Ladies and gentlemen.
Ladies and gentlemen.
But you have been to Savannah, though.
You're in Savannah, Georgia?
Yeah.
No, it's just across.
It's about a 40-minute drive from Hilton Head.
So I got in there, and then the place is booming.
It's going good.
You know, it's got a little bit, there's not enough southern accents, but the town is doing good.
So Savannah is a good one.
Yeah, Savannah.
You've got to somehow, someway, get to Charleston.
Charleston is the holy city.
You can fall in love in Charleston.
Of course, I've fallen in love in Charleston.
I've been to Charleston a few times before I was married.
And Charleston, let me tell you, if you can't find love in Charleston.

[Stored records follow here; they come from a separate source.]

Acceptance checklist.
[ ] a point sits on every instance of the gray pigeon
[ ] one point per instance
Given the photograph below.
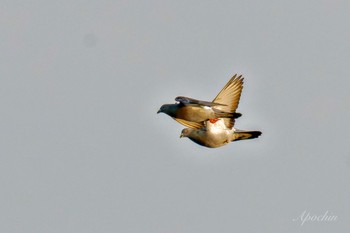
(194, 113)
(217, 134)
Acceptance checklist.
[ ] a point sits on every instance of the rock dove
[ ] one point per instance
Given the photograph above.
(217, 134)
(193, 113)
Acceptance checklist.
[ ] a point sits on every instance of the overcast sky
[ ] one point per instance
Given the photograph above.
(83, 150)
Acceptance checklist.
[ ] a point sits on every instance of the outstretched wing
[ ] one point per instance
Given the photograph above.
(189, 124)
(229, 97)
(186, 101)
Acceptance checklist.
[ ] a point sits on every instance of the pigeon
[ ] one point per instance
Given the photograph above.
(220, 131)
(194, 113)
(217, 134)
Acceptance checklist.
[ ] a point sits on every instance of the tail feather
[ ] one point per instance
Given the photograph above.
(242, 135)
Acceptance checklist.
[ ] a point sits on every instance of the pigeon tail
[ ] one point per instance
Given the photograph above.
(242, 135)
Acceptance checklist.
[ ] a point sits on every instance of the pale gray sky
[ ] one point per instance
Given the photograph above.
(83, 150)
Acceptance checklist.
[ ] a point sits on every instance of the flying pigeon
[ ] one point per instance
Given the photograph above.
(194, 113)
(217, 134)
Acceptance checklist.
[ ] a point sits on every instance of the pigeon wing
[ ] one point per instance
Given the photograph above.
(187, 101)
(190, 124)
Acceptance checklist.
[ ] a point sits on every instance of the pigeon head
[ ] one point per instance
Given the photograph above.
(186, 132)
(169, 109)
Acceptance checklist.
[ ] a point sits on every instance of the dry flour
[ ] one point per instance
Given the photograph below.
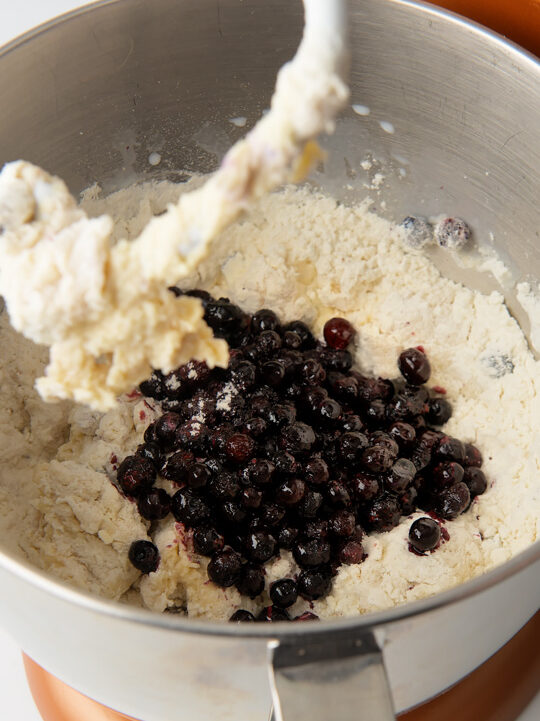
(306, 257)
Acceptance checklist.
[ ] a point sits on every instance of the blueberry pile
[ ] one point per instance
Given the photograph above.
(291, 448)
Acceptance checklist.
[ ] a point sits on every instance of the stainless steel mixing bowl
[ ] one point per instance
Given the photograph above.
(89, 97)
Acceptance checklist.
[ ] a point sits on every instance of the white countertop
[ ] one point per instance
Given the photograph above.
(17, 704)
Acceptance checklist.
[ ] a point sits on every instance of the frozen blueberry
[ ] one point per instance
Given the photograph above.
(452, 233)
(144, 556)
(224, 568)
(424, 534)
(418, 231)
(283, 593)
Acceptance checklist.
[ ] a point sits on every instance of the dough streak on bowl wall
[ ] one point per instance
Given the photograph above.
(308, 257)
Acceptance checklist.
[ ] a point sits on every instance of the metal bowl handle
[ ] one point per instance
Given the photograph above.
(338, 679)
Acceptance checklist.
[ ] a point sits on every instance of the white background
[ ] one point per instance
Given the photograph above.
(15, 18)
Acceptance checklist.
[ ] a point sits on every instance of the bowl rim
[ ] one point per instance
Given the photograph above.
(283, 630)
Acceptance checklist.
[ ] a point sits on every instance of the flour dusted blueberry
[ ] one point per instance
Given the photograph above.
(136, 474)
(251, 581)
(283, 593)
(144, 555)
(154, 504)
(452, 233)
(414, 366)
(225, 568)
(338, 333)
(292, 450)
(418, 231)
(424, 534)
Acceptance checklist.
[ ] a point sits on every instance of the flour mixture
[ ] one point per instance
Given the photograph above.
(305, 257)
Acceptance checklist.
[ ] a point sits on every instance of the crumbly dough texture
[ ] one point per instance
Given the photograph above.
(307, 257)
(103, 306)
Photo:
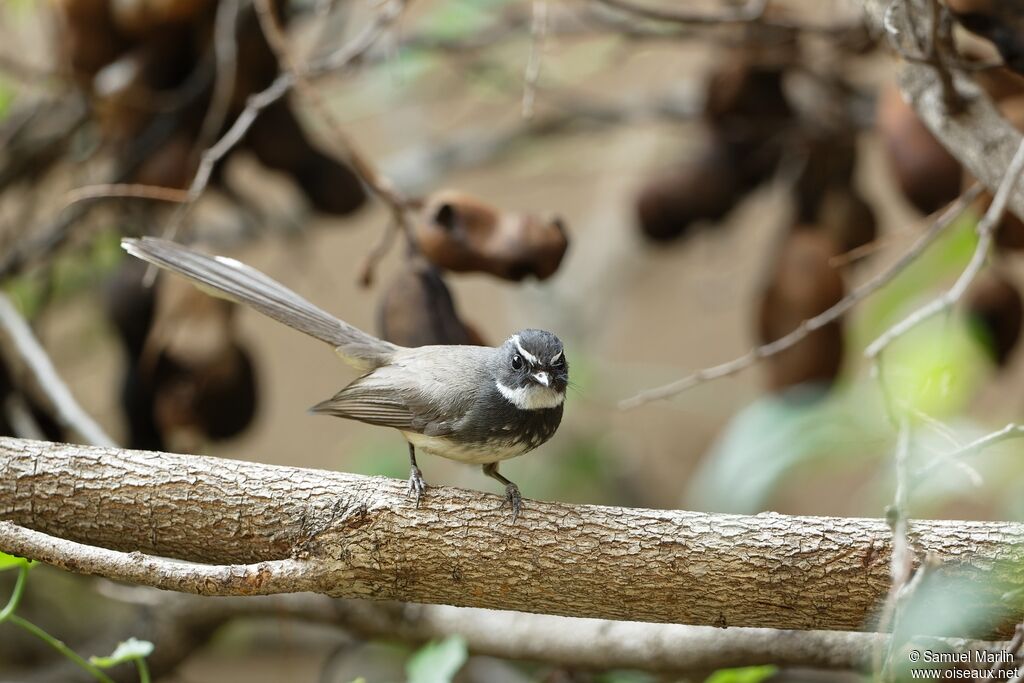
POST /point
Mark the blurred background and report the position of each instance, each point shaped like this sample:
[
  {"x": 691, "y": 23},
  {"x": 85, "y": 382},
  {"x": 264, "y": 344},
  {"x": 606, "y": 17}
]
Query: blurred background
[{"x": 664, "y": 196}]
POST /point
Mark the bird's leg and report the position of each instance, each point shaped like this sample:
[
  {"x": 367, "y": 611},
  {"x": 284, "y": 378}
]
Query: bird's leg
[
  {"x": 416, "y": 483},
  {"x": 512, "y": 496}
]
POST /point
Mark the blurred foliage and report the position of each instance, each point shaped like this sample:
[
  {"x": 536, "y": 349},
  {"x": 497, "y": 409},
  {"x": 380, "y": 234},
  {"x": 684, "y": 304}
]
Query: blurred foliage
[
  {"x": 743, "y": 675},
  {"x": 7, "y": 94},
  {"x": 437, "y": 662},
  {"x": 937, "y": 266},
  {"x": 804, "y": 424},
  {"x": 68, "y": 273},
  {"x": 624, "y": 677},
  {"x": 12, "y": 561},
  {"x": 132, "y": 650}
]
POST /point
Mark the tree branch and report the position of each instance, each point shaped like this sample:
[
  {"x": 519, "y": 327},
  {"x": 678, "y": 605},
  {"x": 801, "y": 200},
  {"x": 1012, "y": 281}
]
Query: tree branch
[
  {"x": 19, "y": 346},
  {"x": 349, "y": 536}
]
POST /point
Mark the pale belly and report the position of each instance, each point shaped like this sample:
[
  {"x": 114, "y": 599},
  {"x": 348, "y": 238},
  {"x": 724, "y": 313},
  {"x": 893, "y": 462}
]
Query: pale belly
[{"x": 444, "y": 447}]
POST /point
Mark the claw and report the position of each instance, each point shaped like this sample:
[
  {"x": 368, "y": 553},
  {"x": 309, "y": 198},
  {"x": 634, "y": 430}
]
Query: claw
[
  {"x": 417, "y": 485},
  {"x": 512, "y": 499}
]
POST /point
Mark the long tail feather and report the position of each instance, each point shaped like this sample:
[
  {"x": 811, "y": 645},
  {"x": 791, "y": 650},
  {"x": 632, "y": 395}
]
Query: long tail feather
[{"x": 237, "y": 282}]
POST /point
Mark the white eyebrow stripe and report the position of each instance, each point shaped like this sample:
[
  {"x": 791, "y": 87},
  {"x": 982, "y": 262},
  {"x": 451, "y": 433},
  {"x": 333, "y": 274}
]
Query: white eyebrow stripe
[{"x": 530, "y": 358}]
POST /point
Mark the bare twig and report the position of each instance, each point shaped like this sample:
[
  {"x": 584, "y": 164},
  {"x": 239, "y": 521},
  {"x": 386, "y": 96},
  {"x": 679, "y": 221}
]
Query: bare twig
[
  {"x": 752, "y": 11},
  {"x": 539, "y": 35},
  {"x": 1012, "y": 430},
  {"x": 225, "y": 49},
  {"x": 985, "y": 228},
  {"x": 398, "y": 204},
  {"x": 750, "y": 358},
  {"x": 278, "y": 89},
  {"x": 26, "y": 353},
  {"x": 126, "y": 190}
]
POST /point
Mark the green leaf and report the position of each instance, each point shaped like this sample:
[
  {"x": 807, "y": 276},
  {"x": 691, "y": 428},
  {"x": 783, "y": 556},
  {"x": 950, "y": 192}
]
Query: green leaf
[
  {"x": 437, "y": 662},
  {"x": 744, "y": 675},
  {"x": 936, "y": 368},
  {"x": 11, "y": 561},
  {"x": 127, "y": 650}
]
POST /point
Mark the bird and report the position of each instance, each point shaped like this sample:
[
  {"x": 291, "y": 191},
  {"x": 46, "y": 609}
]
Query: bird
[{"x": 476, "y": 404}]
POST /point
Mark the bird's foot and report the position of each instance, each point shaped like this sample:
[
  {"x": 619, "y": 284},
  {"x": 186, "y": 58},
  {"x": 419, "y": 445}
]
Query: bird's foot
[
  {"x": 417, "y": 485},
  {"x": 513, "y": 500}
]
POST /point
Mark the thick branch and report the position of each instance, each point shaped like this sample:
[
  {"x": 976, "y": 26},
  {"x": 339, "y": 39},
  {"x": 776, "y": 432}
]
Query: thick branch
[
  {"x": 349, "y": 536},
  {"x": 180, "y": 624}
]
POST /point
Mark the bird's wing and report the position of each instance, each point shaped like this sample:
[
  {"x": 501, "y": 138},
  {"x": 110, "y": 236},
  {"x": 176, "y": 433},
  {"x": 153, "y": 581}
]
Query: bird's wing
[{"x": 426, "y": 390}]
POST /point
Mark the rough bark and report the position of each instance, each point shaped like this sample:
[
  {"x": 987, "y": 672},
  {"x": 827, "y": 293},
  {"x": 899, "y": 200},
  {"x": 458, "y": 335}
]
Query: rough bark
[
  {"x": 349, "y": 536},
  {"x": 181, "y": 624}
]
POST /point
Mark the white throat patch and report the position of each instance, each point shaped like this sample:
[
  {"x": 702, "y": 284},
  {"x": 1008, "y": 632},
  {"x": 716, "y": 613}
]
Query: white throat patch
[{"x": 531, "y": 397}]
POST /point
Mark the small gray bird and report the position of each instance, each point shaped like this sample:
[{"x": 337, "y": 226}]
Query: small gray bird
[{"x": 472, "y": 403}]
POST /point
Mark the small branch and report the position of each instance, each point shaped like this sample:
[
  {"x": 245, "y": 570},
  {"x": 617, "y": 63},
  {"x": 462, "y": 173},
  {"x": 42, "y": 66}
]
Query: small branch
[
  {"x": 398, "y": 204},
  {"x": 1010, "y": 431},
  {"x": 125, "y": 190},
  {"x": 752, "y": 11},
  {"x": 539, "y": 36},
  {"x": 257, "y": 579},
  {"x": 180, "y": 624},
  {"x": 750, "y": 358},
  {"x": 278, "y": 89},
  {"x": 20, "y": 347},
  {"x": 985, "y": 228}
]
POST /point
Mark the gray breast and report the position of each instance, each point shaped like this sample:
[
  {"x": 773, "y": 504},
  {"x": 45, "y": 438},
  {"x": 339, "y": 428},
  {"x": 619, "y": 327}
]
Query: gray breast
[{"x": 495, "y": 420}]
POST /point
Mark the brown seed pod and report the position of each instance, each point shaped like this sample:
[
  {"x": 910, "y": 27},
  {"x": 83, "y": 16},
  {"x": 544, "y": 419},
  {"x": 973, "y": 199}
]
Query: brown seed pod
[
  {"x": 280, "y": 142},
  {"x": 927, "y": 174},
  {"x": 702, "y": 190},
  {"x": 743, "y": 90},
  {"x": 88, "y": 38},
  {"x": 462, "y": 233},
  {"x": 995, "y": 310},
  {"x": 847, "y": 217},
  {"x": 417, "y": 309},
  {"x": 187, "y": 378},
  {"x": 801, "y": 286},
  {"x": 137, "y": 17},
  {"x": 999, "y": 22}
]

But you were talking about some of the things, Jack, your attributes, and they're all good.
I mean, tennis player, partner dancing.
You left out the fact that there is a chance, a chance, that a woman there in the South Carolina, Georgia area could have a date with a legit member of the TBC crew.
Now, that is big.
That is big.
So, if you know, if we're looking to make a love connection, just call me Chuck Roolry tonight.
How do we do that, Jack?
I mean, if somebody there in South Carolina wants to meet Jack Ryan, they listen to you every week, Savannah, South Carolina, Georgia area.
How do they get in touch with you?
You got to have an email address.
I mean, let's just look, we're all here about, we want to make families.
You know, we're all about the family.
That's what we're here for.
I've got a business email.
I've got the platform because I just supported Donald Trump.
I got my Facebook.
I've got my Twitter account.
All these things got wiped out or something like that.
I could give you an email or something.
Is that something email that I could give out?
I'm a line or what?
What could I?
Well, I mean, you got a Proton Mail, right?
Yeah, I got a Proton Mail.
Yeah.
Yeah, nothing's beneath me, Jack.
Do it.
Okay, Jack Ryan O.D. at Proton Mail.
Jack Ryan OD, no spaces at Proton Mail.
It's a Swiss secret one, and they've got the ones.
And yeah, no, it's the gal and like my ones.
I've got some wealth.
Not a great income, but I've got wealth, and I'm a good partner dancer.
If you can talk to Hunter Wallace, Brad Griffin, I went to his wedding.
I was the best dancer there.
Hey, he's a partner dancer.
He plays tennis.
He's in the South.
He's got wealth.
He's an OD writer and a TPC on-air contributor.
Jack, I like lawyers.
I mean, no women lawyers.
No women lawyers.
If she's been to law school, that's it, man.
No way.
I'm not going in there.
Will you take a debutante?
Yeah, no, she's a good gal.
As long as she doesn't talk to me about politics or, you know, and they're like, you know, maybe I'm a good cook.
I could cook a lot, but she could be able to, she should be able to make me a sandwich.
The Chicago women cooked for you.
They never cleaned for you.
I make your sandwich.
She should be able to make one dish, like a bowl of cereal for you.
If that's something that I would like, Death.
Hey, if we haven't set you up on a day between now and next week, I don't know where we went wrong after this particular segment.
What a way to end up the night, though, with all that stuff with Jared Taylor and Rich.
We finally got into something serious here.
Yeah.
No, but then all the children.
I'm good with children.
Little kids that just poop and sleep.
But like three-year-olds and four-year-olds, I'm really good with them.
Kids like me, children like me.
I'm great.
I'm good.
Jack Ryan O.D. That's J-A-C-K-R-Y-A-N-O-D is in Occidental descent.
JackRyanOD at protonmail.com.
Hey, we'll check back with you next week, Jack, and see if you fell in love yet.
A week in the South, anybody should be able to do that.